Projetos

Revitalização Vila do Marzagão


Detalhes do Projeto:

Arquitetos:

Guy François Lapouble Corrê e Tiago Castelo Branco Lourenço

Colaboradores:

-

Ano do Projeto:

2004

Local:

Sabará, MG, Brasil

Imagens:

Guy François Lapouble Côrrea

Outras Informações:

Concurso: Prêmio Pré-fabricados 2004.
Prêmio: Classificado.
Maquete: Carlos Roberto de Souza Soares, Diego Fonseca Pereira, Olcimar Campos e Tiago Castelo Branco Lourenço


 


Memorial Descritivo

Revitalização Vila do Marzagão 

(…) Convidou consigo a Sinhá, comprando-lhe passagem para aquele intato lugar, empregou-a também na fábrica de Marzagão. Sobre os anos, foi pois quem dela pode testemunhar o verossímil.

Moraram numa daquelas miúdas casas pintadas, pegada uma a outra, que nem degraus da rua em ladeira, que a Sinhá descia e subia, às horas certas, devidamente, sendo a operária exemplar que houve, comparável às máquinas, polias e teares, ou com o enxuto tecido que ali se produz.(…)

 SINHÁ SECADA

JOÃO GUIMARÃES ROSA

Pelas palavras de Guimarães Rosa iniciamos apresentação deste trabalho, este é um trecho de um conto que tem como cenário a localidade escolhida para a realização desta reflexão arquitetônica e urbanística, a Vila do Marzagão.

Este lugar se encontra nas imediações da periferia das cidades de Belo Horizonte e Sabará.

Instalada desde 1878, a fábrica do Marzagão, que originou a vila, foi uma das primeiras a se dedicar à atividade industrial em Minas Gerais.

A partir de 1915 passou a ser administrada pela família Carvalho de Brito quando conheceu seu período de esplendor, desde então a localidade adquiriu a conformação urbana que ainda pode ser observada.

A Vila do Marzagão é uma típica vila fabril do final do século XIX e início do XX, podemos encontrar no lugar uma concepção urbana com as características das vilas modelos de Owen e dos falanstérios de Fourier.

A produção de tecidos, o principal produto oferecido ao mercado pela fábrica do Marzagão, foi desde 1950, sendo substituído pela fabricação de lonas e cordonéis para a Indústria de Pneus Brasil, localizada na cidade do Rio de Janeiro, também de propriedade da família Carvalho de Brito.

Neste momento, o empreendimento no arredor de Belo Horizonte e Sabará não eram mais o principal negócio como foi em outros períodos, já que sua indústria no Rio de Janeiro alavancava maiores lucros.

Entretanto, a partir de 1955, essa situação sofre uma reviravolta.
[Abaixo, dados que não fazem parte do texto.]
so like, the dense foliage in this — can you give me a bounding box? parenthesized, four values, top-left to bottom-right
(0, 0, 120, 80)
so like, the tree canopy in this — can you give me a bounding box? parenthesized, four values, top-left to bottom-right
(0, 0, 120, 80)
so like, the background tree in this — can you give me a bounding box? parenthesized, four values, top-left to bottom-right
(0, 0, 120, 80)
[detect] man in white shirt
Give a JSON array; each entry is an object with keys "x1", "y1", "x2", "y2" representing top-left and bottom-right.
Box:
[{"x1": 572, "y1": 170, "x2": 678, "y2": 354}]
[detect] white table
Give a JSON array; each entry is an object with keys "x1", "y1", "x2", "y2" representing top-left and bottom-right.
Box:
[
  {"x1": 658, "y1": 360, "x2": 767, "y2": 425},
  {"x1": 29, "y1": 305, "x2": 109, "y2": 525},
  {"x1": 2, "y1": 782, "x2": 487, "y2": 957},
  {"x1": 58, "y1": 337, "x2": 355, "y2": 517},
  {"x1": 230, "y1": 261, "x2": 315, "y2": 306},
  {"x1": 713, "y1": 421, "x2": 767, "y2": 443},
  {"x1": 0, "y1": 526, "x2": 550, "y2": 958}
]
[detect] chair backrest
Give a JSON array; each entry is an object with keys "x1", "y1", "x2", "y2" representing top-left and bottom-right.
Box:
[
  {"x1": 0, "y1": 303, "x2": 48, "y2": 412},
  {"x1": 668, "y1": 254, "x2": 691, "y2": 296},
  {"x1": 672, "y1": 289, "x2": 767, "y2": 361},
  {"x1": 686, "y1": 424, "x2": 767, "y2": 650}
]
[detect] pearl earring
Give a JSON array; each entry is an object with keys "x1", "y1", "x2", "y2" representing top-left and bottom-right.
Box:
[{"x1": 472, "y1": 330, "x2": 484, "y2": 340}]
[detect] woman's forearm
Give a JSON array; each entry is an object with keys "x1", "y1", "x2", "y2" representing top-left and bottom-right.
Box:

Juscelino Kubitschek, o novo presidente da república, promove durante seu governo, a abertura do mercado brasileiro para produtos externos. A Indústria de Pneus Brasil que recebia anteriormente incentivo fiscal e tinha o monopólio da fabricação de pneus no Brasil, com a abertura do mercado brasileiro não suportou a concorrência externa e entrou em decadência, e junto levou a fábrica da Vila do Marzagão.

Em 1972, a decadência daquela indústria se apresentava em uma situação irrecuperável. Assim, a família Carvalho de Brito se afasta da condução da fábrica, vendendo essas propriedades para outro grupo empresarial envolvido no ramo da tecelagem, a Paraopeba Industrial S/A. Neste mesmo período o grupo Carvalho de Brito passou a se denominar União Rio Empreendimentos S/A, restringindo-se a partir de então o envolvimento deste grupo com a vila, a algumas casas de operários, que continuaram como suas propriedades, cobrando-se dos seus moradores um aluguel por ocuparem os imóveis.

Até início da década de 80 outros grupos empresariais que atuam no ramo de tecelagem tentaram alavancar ali um novo negócio, entretanto não obtiveram sucesso. Em 1983 os galpões da antiga fábrica foram ocupados pelas confecções Marcel Phillipe.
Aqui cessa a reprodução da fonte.